Work started last month on a 20-bed expansion of the nonprofit St. Joseph Care Center, a nursing home on the Sacred Heart Medical Center campus.

The Providence Transitional Care Unit will offer private rooms and a gym designed for patients who need cardiac or orthopedic rehabilitation.

The two-story, 19,940-square-foot building, to be attached to the south side of the existing center, will help alleviate crowding at the hospital by removing outpatients from hospital beds, said Mike Kelly, facilities director.

Also owned and operated by Providence Health & Services, the 623-bed hospital about three weeks ago had 605 inpatients and 55 patients in the emergency department, he said.

“We are full,” Kelly said.

The $6.5 million expansion, at 17 E. Eighth Ave., will have a dining space with a large deck and a fireplace, and a garden with different path elevations to assist in orthopedic rehabilitation, Kelly said.

The steel-frame structure can accommodate three additional stories. Plans call for the building to eventually replace the 145-bed center, built in 1965.

Bar, café planned downtown

Two new ventures will add to the nightlife buzz in east downtown Spokane when they open in the next couple months.

Dennis Henderson, also known as DJ Fade, plans to remodel a former ballet studio into The Casbah, a roughly 5,000-square-foot dance club at 416 W. Sprague Ave. Around the corner on Washington Street, former bartender Roger Villareal and partner Ray Wilson, of nearby bar The Blvd., are opening a pizza restaurant called the Monterey Café.

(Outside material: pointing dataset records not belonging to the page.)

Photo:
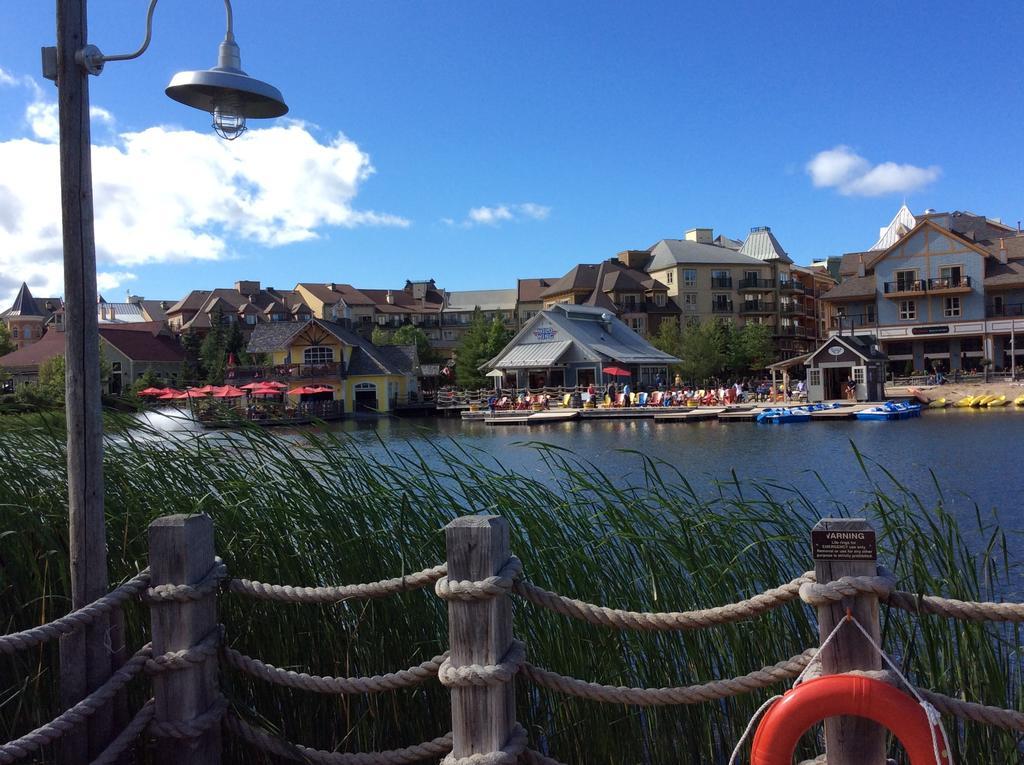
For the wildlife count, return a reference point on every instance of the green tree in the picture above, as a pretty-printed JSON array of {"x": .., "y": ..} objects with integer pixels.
[
  {"x": 755, "y": 348},
  {"x": 6, "y": 344},
  {"x": 481, "y": 342},
  {"x": 704, "y": 350},
  {"x": 410, "y": 335}
]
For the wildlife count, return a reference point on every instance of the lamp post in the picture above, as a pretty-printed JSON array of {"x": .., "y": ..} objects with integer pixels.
[{"x": 230, "y": 96}]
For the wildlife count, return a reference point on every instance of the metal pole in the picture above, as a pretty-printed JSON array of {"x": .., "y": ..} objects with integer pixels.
[{"x": 85, "y": 661}]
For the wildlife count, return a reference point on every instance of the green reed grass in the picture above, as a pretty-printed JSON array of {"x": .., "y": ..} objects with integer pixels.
[{"x": 326, "y": 509}]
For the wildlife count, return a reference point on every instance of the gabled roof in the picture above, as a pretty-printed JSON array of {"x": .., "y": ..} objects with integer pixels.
[
  {"x": 25, "y": 304},
  {"x": 671, "y": 252},
  {"x": 593, "y": 334},
  {"x": 761, "y": 244},
  {"x": 529, "y": 290}
]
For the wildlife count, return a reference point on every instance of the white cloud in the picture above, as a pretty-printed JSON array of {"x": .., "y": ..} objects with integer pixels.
[
  {"x": 169, "y": 195},
  {"x": 852, "y": 175},
  {"x": 502, "y": 213}
]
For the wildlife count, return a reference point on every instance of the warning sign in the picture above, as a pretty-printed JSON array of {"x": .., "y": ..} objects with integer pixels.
[{"x": 841, "y": 545}]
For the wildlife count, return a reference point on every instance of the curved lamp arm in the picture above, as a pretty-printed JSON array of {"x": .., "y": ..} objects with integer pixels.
[{"x": 92, "y": 59}]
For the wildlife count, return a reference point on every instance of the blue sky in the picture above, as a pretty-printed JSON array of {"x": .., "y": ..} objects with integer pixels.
[{"x": 572, "y": 129}]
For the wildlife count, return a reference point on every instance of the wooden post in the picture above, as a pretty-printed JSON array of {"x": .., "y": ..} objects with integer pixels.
[
  {"x": 849, "y": 740},
  {"x": 181, "y": 552},
  {"x": 85, "y": 662},
  {"x": 479, "y": 632}
]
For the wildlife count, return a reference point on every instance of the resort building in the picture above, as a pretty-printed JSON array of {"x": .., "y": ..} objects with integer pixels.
[
  {"x": 28, "y": 316},
  {"x": 248, "y": 305},
  {"x": 576, "y": 345},
  {"x": 130, "y": 349},
  {"x": 363, "y": 376},
  {"x": 461, "y": 306},
  {"x": 941, "y": 289},
  {"x": 528, "y": 301},
  {"x": 615, "y": 287}
]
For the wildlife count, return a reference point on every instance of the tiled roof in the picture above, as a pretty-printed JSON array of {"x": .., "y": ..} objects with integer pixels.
[
  {"x": 851, "y": 288},
  {"x": 529, "y": 290},
  {"x": 670, "y": 252},
  {"x": 761, "y": 244}
]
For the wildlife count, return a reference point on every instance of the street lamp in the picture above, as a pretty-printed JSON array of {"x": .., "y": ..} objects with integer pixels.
[{"x": 231, "y": 96}]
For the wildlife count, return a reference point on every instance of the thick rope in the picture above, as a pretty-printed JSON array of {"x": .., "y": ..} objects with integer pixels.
[
  {"x": 186, "y": 593},
  {"x": 484, "y": 589},
  {"x": 507, "y": 755},
  {"x": 657, "y": 696},
  {"x": 272, "y": 745},
  {"x": 695, "y": 620},
  {"x": 78, "y": 714},
  {"x": 186, "y": 657},
  {"x": 481, "y": 675},
  {"x": 126, "y": 737},
  {"x": 76, "y": 620},
  {"x": 375, "y": 684},
  {"x": 289, "y": 594}
]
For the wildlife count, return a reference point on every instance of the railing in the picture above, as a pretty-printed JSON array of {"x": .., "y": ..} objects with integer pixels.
[
  {"x": 1004, "y": 309},
  {"x": 756, "y": 284},
  {"x": 478, "y": 580},
  {"x": 949, "y": 283},
  {"x": 284, "y": 372}
]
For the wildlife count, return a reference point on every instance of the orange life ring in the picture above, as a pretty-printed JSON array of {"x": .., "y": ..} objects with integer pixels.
[{"x": 810, "y": 703}]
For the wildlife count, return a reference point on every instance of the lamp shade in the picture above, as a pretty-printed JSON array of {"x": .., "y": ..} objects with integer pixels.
[{"x": 213, "y": 88}]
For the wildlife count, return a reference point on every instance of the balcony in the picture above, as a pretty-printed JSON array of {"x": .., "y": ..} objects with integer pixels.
[
  {"x": 949, "y": 285},
  {"x": 904, "y": 288},
  {"x": 852, "y": 322},
  {"x": 721, "y": 306},
  {"x": 239, "y": 375},
  {"x": 994, "y": 310},
  {"x": 748, "y": 307},
  {"x": 760, "y": 285}
]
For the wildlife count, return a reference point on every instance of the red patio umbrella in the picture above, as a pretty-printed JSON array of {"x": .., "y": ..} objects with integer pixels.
[
  {"x": 228, "y": 391},
  {"x": 616, "y": 372}
]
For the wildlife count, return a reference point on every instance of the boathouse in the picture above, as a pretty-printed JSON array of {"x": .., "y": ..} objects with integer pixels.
[
  {"x": 577, "y": 345},
  {"x": 845, "y": 357}
]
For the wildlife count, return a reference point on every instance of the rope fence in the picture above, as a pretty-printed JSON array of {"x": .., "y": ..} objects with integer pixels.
[{"x": 486, "y": 659}]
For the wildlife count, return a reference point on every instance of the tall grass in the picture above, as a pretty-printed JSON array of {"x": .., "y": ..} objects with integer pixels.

Located above Chicken-n-More, The Casbah is slated to hold nearly 300 revelers between a large dance floor, a pool room and a “chill room” for more intimate conversation. It will have two bars, one adjoining the cavernous dance hall.

“I think the room itself is kind of the attraction, the way it’s laid out,” he said. “The worst thing we could do is come in here and change it too much.”

Henderson plans a recording studio on a balcony overlooking the dance floor and stage, where 24 tracks will feed into a soundboard for later mastering and possible free digital release to concertgoers.

“People that I know that are like in the business – DJs or bartenders or sound guys or whatever – are just like call me, I want to work there, you’re going to kill it up there,” he said.

He hopes to finish the at least $150,000 renovation before Hoopfest, which starts June 28. His partners are his wife, Julie, and Trevor Bennett, all of whom were laid off from a Spokane mortgage company years ago.

The Hendersons had considered opening a teriyaki-bowl eatery at 7 N. Washington St., where Villareal expects to open the café by May 1.

“We’re going to go pizza, but we’re going to try to go with a healthier, more whole-wheat style pizza,” plus salads and wraps, Villareal said.

Owners have painted the interior bright orange and blue, and requested to install a garage-style door and sidewalk cafe. The joint will stay open until 3 or 4 a.m. to cater to the after-bar crowd.

The name is intended to evoke the California surfing vibe.

“We just kind of thought that sounds fresh, that sounds exciting,” Villareal said.